Will I ever sleep again?


Sleep deprivation may be your middle name but there are ways to cope


You will have been warned. In fact, the minute other parents found out you were expecting, they will have relished in telling you just how little sleep you are in for. But nothing can prepare you for the reality of the sheer, unrelenting demands of a newborn.

If you are a new parent, you are likely reading this through bleary eyes. Hell, you’ve probably already nodded off a couple times just trying to read this article. Parenting is tough for all sorts of reasons but the most tangible and difficult to contend with must surely be the sleep deprivation.

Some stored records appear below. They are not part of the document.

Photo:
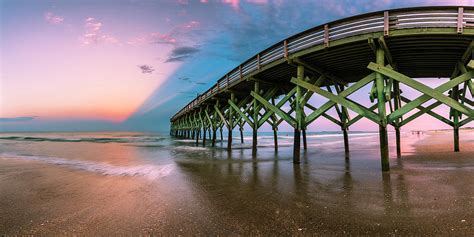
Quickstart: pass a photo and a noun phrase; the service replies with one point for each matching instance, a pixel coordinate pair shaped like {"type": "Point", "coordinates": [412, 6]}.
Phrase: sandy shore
{"type": "Point", "coordinates": [427, 192]}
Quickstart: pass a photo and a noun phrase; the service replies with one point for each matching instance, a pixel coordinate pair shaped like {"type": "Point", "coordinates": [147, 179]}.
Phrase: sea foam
{"type": "Point", "coordinates": [148, 171]}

Newborn babies can sleep twenty hours or more a day, so in theory there should be plenty of time for mum and dad to catch some zzz’s of their own. But newborns are also born with tiny tummies (think about the size of a marble), which means they wake up regularly to feed, usually every two or three hours. Which of course means new parents have to keep this schedule too, particularly breastfeeding mums.

The science of sleep

Sleep does not involve eight blissful hours of unconsciousness. There are in fact, two types of sleep: rapid eye movement (REM) or dream sleep, and non-REM sleep. The latter is itself broken up in to four stages. Stage one is that drowsy state when your body begins to relax and wind down. In stage two, the ‘falling asleep’ stage, brain waves slow down and your body and eye movements stop. Stages three and four are deep sleep, when you’re breathing is regular and you show no response to what is going on around you. Deep sleep is the most restorative stage of sleep.

It usually takes about 90 minutes for your body to go through these four stages, after which brain waves speed up and REM sleep commences bringing with it your dreams. Your body will go through this entire cycle four to six times a night, with the REM period gradually getting longer and longer until you wake up fresh as a daisy in the morning.

Fragmentation grenade

If you are trying to squeeze in sleep between two hour feeds, your body is not cycling through the stages properly and it is this fragmented sleep, rather than the total number of hours of sleep, which is so damaging and disorienting. Throw in the anxiety (and yes, the excitement) of looking after a newborn, and it is easy to understand why new parents are staggering around with a wild and jittery look after a few weeks.

Will it ever end?

Well, to answer the original question, yes, you will sleep again. Between two and three months old, babies begin to wake less between feeds. By four to six months, most babies will get enough calories during the day to sustain them through five or six hours of sleep at night. When it happens (and it will), this five or six hours will feel like the most glorious sleep in of your life. A couple of nights of these on the trot and you will most definitely begin to feel human again.

How to cope in the meantime?

If you have a newborn now, four months will sound like a long, long time away. You will get through it. The best advice in the meantime is to abandon housework, sleep when your baby sleeps (as much as possible) and say yes to help.